Capítulo 2
Acho que ainda não mencionei que morava em um vilarejo, uma alameda, com seis casas, mas todos ali eram familiares. Durante anos convivi em harmonia com meus tios e primos. Me perguntei se ninguém ouviu o barulho dos tiros que disparei dentro de casa, ninguém foi ver se estava tudo bem, depois descobriria que todos estavam muito ocupados para isso.
De repente o meu primo, Leandro, um garoto de 16 anos, que morava apenas com sua mãe, pois seus pais eram divorciados saiu correndo de dentro de sua casa que ficava colada na minha, ele estava desesperado e antes que pudesse me dizer alguma coisa, sua mãe surgiu. Não era mais a sua mãe, sua aparência estava horrível, ela estava como os meus pais, parecia hipnotizada e vinha mancando em nossa direção. Eu apontei a arma para ela e Leandro gritou para abaixar a arma, eu disse que ela iria matá-lo, mas ele não ligou.
Leandro deu uns passos para frente, ela se aproximava lentamente dele, e ele tentava se comunicar, sem sucesso. Quando ela o atacou, eu acertei a sua cabeça. Desde a mamãe, aprendi que aquelas criaturas, por algum motivo, só morriam se estourasse seus miolos. O sangue espirrou no rosto dele.
Ainda bem que Leandro compreendeu, ele viu que ela iria morde-lo e por pouco isto não aconteceu, achei que iria pensar que eu estava ficando louco. Ele se ajoelhou perto dela e entendeu que fui obrigado a fazer aquilo. Mas ainda assim estava inconformado.
Pedro estava muito assustado, todos aqueles tiros, sangues e miolos voando estavam o deixando apavorado, e a mim também. Disse a ele que tudo iria ficar bem, e precisei dizer que todas aquelas pessoas eram do mal e que tínhamos que combatê-las, ou elas iam nos pegar. Ele não percebia que eram nossos parentes, pois estava com muito medo para isso.
Um estridente grito feminino percorreu toda a vila, vinha da última casa, só podia ser da Fernanda, minha prima. Corremos para sua casa, onde os pais de Fernanda estavam prestes a atacá-la, ela estava ficando sem saída, apenas gritava, mas isso foi o suficiente, eu acertei um tiro certeiro na cabeça de cada um, já estava ficando bom em tiro ao alvo, pena que o “alvo” seja a cabeça dos meus pais e tios.

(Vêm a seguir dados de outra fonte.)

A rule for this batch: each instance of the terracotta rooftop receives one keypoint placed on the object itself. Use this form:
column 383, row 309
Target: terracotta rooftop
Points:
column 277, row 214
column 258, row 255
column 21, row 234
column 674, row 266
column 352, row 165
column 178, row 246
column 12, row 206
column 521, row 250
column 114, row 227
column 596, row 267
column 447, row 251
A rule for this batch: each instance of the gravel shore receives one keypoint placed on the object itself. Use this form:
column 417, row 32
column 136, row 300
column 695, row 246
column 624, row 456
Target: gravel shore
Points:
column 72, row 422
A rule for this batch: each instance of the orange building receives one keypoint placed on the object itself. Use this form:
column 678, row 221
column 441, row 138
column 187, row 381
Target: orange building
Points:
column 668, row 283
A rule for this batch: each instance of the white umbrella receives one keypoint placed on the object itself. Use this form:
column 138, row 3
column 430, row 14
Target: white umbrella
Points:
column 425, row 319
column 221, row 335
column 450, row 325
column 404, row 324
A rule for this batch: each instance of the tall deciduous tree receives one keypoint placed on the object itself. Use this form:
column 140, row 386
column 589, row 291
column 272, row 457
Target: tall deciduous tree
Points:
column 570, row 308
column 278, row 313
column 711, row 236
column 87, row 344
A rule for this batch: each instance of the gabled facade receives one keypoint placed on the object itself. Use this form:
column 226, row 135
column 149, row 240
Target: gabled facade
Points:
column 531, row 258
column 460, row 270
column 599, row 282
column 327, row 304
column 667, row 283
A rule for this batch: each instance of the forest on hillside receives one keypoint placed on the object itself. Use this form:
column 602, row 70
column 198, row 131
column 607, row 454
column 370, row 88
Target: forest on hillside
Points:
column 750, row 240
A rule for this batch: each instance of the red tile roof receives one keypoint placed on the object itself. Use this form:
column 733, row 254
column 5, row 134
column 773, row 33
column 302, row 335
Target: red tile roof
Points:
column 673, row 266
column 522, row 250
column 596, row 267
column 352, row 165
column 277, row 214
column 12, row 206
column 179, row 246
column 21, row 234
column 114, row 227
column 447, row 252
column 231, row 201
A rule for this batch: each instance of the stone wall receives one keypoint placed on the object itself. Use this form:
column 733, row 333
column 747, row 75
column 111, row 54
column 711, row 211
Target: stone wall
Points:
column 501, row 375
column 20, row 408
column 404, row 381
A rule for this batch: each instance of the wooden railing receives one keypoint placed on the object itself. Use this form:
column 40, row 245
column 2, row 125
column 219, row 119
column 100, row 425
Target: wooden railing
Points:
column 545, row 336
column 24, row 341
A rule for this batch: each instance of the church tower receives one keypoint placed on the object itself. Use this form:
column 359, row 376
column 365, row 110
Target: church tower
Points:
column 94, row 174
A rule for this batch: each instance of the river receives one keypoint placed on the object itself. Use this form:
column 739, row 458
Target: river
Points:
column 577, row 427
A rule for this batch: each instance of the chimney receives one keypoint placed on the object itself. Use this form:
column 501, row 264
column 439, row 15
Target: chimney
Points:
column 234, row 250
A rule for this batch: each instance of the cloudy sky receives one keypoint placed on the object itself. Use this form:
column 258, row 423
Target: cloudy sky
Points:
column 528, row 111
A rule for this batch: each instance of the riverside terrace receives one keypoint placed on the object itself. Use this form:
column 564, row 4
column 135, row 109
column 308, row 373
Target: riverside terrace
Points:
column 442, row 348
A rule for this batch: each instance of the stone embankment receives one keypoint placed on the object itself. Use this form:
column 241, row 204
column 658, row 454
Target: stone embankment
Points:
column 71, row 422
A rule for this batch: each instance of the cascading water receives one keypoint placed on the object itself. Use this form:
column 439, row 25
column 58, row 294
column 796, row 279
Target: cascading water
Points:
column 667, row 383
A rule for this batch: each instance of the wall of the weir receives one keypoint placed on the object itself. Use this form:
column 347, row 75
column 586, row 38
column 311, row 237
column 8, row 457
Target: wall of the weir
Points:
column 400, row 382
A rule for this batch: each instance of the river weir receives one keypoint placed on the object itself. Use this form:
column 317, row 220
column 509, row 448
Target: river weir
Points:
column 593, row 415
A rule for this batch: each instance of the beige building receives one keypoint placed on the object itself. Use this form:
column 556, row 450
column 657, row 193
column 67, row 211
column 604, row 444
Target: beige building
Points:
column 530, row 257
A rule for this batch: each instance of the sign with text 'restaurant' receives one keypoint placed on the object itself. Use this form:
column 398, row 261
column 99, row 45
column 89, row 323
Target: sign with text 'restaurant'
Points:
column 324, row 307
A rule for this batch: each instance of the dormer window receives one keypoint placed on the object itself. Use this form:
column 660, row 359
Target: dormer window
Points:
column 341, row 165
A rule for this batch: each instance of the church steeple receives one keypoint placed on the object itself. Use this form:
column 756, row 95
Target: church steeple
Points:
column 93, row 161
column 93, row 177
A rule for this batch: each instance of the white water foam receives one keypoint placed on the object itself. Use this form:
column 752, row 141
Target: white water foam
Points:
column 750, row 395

Fernanda, assim como nós, não fazia idéia do que estava acontecendo, eu disse que precisávamos ir embora da vila, não era mais seguro. Ela disse que a sua irmã estava lá em cima, então eu deixei Pedro com o Leandro, eu e Fernanda subimos, chegamos ao quarto de July, mas ela não estava lá, Fernanda chegou mais perto da cama, foi quando uma mão surgiu lá de baixo e agarrou seu tornozelo, era a sua irmãzinha que se escondeu com medo e resolveu aparecer. Graças a deus ela ainda estava normal!
Por um momento ficamos mais aliviados. As crianças, Pedro e July, estavam a salvos, agora tínhamos de mante-los assim.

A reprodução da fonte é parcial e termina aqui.